(WKBN) — Pictures and reports of a moon ring were sent into the station last night. These fun weather optics are caught from time to time through the year.

Maybe you caught this ring/halo too as you were looking up in the sky to catch a glimpse of the Green Comet.

Moon ring is shown through the trees in the Leetonia area
Courtesy: Jarrid Stark

How a moon halo or ring is created

A moon halo, also known as a lunar halo or ring, is a circle around the moon. It happens when the moon’s angle to high-level clouds directs moonlight to the ice crystals of the clouds. High clouds are made of tiny ice crystals.

The light is refracted from the ice crystals and creates a prism, causing the rainbow color from each. This also happens with the sun.

Refraction – Moonlight hits Ice crystals and the light is dispersed into spectrum of visible colors.

The angle of the moon and the person seeing the halo has to be at a certain threshold.

This dispersion of light with the ice crystals creates the ring around the sun called a moon halo.

A halo is produced around the sun and the moon from high ice crystals in the sky.
The halo is produced from the viewer’s location at 22° and 46° above the horizon.

Does a moon halo forecast the weather?

The answer to the question if a sun halo can predict the weather is both yes, and no.
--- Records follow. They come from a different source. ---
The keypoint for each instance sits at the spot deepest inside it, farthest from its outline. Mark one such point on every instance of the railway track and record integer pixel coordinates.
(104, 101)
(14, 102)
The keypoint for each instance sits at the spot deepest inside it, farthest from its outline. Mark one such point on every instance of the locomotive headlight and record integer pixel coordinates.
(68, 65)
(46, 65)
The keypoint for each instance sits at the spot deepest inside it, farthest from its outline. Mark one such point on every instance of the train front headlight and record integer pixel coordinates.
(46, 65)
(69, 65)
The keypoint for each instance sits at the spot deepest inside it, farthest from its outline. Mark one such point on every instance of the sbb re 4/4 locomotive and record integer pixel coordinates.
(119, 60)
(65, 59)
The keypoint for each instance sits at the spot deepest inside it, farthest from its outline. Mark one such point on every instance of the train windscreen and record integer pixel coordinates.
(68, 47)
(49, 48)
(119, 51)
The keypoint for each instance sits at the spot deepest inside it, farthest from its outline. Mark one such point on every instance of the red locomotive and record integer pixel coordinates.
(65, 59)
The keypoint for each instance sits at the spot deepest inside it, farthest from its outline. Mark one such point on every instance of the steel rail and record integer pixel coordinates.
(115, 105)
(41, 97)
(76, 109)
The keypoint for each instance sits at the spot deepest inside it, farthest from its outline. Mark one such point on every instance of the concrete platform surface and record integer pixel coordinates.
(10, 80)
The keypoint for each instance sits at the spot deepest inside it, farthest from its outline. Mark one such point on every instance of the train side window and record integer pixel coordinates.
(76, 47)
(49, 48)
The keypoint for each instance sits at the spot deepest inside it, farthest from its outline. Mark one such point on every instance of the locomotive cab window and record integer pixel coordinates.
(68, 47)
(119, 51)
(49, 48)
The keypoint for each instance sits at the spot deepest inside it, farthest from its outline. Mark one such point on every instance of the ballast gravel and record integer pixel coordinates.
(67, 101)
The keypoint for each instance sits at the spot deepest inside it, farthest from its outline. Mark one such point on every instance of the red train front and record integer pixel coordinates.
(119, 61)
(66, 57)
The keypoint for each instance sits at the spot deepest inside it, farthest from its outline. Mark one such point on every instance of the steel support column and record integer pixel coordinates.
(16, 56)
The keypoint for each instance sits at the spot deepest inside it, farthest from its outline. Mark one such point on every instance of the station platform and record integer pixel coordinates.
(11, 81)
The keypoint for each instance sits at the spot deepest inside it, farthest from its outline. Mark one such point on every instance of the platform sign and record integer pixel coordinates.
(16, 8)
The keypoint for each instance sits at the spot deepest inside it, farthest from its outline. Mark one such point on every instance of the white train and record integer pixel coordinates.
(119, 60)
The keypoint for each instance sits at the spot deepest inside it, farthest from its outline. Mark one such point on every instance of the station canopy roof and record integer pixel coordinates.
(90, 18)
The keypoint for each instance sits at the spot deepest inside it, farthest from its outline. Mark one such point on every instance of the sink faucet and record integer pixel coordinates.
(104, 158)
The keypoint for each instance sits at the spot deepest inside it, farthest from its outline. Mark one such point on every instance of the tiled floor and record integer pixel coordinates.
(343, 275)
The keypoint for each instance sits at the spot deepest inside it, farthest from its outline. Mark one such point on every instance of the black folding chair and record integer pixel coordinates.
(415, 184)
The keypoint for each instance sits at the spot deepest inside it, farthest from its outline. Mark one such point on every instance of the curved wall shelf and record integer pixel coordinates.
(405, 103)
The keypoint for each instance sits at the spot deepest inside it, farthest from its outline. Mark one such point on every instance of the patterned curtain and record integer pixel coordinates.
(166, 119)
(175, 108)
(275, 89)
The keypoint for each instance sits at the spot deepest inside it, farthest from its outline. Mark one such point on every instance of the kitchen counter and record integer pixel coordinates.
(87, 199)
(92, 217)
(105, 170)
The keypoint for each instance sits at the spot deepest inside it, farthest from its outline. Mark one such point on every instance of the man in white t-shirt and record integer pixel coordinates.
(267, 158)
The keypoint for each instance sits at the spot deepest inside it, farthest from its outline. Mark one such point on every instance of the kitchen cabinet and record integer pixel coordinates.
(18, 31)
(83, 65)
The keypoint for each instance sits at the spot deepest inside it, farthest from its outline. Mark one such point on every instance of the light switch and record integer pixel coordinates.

The halo is produced from ice crystals of high cirrus clouds. High cirrus clouds can be a sign that a warm front is moving toward a region. These high cirrus clouds will slowly build way up high in the atmosphere as warmer air is forced upward over the top of colder air.

The cirrus clouds are typically the first type of clouds to form as a warm front moves toward an area.

A warm front will help create thin clouds as it approaches the area.
A warm front moving into a location: Clouds get thicker the closer you get to the warm front.

Why the moon halo can forecast the weather

The moon halo is formed from ice crystals in cirrus clouds. The cirrus clouds could be a sign that a warm front is approaching the area. If that is the case, you could expect warmer temperatures to move in as well as thicker clouds as the warm front approaches. As the clouds get thicker, you may experience precipitation.

So, yes: The moon halo, or sun halo, can be a good indicator that a warm front is approaching and that precipitation may follow soon.

Why the moon halo does not forecast the weather

The ice crystals in the sky may not always be from the process of a warm front developing. They could be leftover from big towering thunderstorms a long distance from your location. They may also be there as a warm front approaches, but it slides south of your region. The weather does not change as the front does not move through.

In the end, the moon halo is a great thing to catch and makes for fantastic pictures, but it is not a great weather forecaster all of the time. It may be hard to tell what is causing the high-level ice crystals resulting in a forecast that does not have a solid base.